Mais le feu comporte des dangers et pourrait fort bien embraser l’abbaye.
1695 : on le remplace par une lanterne avec 15 lampions de cuivre placés sur 3 rangées superposées et alimentées par de l’huile. Ce qui n’est pas moins dangereux ni moins pratique.
1701 : la marine récupère le phare et loue une maison pour y installer un gardien.
1750 : l’édifice est renforcé par une armature métallique. Pour protéger les oiseaux marins qui viennent s’écraser et briser les carreaux, on pose un grillage ce qui absorbe une grande partie de la lumière.
1771 : des modifications sont apportées par le comte d’Estaing dont le remplacement des petits carreaux par des glaces en verre de bohème, des lampions par des lampes à double mèche, des réflecteurs en métal poli renforcent la puissance des réverbères. On peut voir le phare à cette époque à 30 km.
24 juillet 1796 : l’abbaye en ruine est vendue comme bien national à un notable du Conquet. Ce bourgeois s’engage à ne pas détruire ni l’église ni la tour carrée qui sert de phare.
1820 : le feu de st-Mathieu est équipé d’une installation pour feu tournant avec 8 réflecteurs Lenoir et des lampes d’Argand. Mais sa hauteur reste insuffisante.

Par Alberto Baldaccini — Travail personnel, CC BY-SA 3.0, https://commons.wikimedia.org/w/index.php?curid=21747864
Quelques chiffres pour le phare ouest
1835 : mise en service
163 : son nombre de marches
37 mètres : sa hauteur
56 mètres : son élévation au-dessus des plus hautes mers
29 miles : sa portée (soit 46 km)
1932 : année où il est électrifié
1996 : année où il est automatisé
2005 : inscription aux Monuments Historiques
2011 : classement aux Monuments Historiques
26.000 : le nombre de visiteurs chaque année

Le phare comme on le connaît
La marine finance et construit une nouvelle tour plus grande en utilisant une partie des pierres de l’abbaye de st-Mathieu de Fine-Terre pour bâtir une tour tronçonnique. On l’équipe d’un escalier à 163 marches et d’un feu tournant.
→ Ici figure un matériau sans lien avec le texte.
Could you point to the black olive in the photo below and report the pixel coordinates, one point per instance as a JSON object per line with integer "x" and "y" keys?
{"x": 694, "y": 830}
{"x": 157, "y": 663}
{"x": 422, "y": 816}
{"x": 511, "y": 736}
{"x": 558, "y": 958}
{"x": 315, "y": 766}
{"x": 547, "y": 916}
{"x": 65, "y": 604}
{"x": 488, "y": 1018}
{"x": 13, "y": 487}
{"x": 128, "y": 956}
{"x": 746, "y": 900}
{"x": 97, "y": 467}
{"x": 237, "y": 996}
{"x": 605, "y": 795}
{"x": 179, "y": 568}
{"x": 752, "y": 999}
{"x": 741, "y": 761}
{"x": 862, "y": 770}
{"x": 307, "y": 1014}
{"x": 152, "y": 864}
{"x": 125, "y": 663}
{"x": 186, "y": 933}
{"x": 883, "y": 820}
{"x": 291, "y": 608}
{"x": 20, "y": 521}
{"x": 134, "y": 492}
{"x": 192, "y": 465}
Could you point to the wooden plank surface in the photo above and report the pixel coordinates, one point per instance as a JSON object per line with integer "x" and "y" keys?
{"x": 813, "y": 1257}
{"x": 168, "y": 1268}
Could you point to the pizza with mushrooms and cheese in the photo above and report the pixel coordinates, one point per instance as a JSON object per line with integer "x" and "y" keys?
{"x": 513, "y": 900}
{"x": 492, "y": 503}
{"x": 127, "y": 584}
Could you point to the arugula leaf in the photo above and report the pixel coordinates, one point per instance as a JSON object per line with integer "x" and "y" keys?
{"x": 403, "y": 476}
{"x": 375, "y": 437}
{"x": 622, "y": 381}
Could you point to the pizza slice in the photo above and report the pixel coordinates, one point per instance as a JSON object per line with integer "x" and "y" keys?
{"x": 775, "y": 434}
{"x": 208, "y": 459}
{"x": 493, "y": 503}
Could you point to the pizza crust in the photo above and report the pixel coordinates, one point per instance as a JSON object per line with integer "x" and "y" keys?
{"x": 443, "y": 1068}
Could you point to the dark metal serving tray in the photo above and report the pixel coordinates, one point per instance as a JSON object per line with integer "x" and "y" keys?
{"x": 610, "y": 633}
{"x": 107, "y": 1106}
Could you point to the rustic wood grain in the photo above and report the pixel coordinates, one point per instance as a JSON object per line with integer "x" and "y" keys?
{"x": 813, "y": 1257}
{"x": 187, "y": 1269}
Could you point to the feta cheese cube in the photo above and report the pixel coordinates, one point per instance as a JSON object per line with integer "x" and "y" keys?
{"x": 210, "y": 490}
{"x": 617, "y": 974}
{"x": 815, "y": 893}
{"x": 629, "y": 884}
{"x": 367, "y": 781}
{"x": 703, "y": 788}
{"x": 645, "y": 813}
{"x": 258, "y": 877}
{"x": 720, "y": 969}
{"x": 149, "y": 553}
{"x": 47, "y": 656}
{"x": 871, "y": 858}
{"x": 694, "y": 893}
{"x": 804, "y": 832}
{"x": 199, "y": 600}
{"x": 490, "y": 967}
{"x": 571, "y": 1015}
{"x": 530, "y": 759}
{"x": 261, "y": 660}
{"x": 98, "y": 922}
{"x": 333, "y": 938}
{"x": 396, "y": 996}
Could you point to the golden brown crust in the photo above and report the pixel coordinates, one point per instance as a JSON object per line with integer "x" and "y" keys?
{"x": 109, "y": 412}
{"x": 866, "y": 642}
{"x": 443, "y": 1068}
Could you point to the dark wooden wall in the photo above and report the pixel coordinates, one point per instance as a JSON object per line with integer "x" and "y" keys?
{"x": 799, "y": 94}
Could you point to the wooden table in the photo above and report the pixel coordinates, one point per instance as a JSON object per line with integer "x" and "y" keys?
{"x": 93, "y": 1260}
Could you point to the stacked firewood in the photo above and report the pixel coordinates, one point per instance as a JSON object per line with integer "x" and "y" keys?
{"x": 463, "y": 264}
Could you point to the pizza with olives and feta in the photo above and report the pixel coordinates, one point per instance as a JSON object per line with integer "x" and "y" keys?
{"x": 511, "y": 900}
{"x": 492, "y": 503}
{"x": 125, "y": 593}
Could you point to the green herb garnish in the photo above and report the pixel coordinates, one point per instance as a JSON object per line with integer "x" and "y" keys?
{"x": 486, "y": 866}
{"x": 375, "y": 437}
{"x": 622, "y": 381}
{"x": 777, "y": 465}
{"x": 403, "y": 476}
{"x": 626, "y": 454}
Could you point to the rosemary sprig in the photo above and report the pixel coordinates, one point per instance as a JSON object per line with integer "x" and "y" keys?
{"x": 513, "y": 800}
1900 : le phare est équipé d’un brûleur consommant un mélange de pétrole vaporisé et d’air comprimé. Cela donne une meilleure intensité au feu.
1911 : le feu est posé sur un bain de mercure et il devient un feu à éclat d’une période de 15 secondes. Le poste de gardien est alors supprimé.
1932 : le phare est électrifié
1963 : il prend son aspect actuel : tour peinte en blanc, marquée st-Mathieu en rouge (enfin jaune sur ce que l’on a pu voir est-ce possible-repeint) bande rouge au sommet.
1996 : le phare est automatisé
2005 : le phare est télécontrôlé
Depuis 2006 : le phare n’est plus gardienné.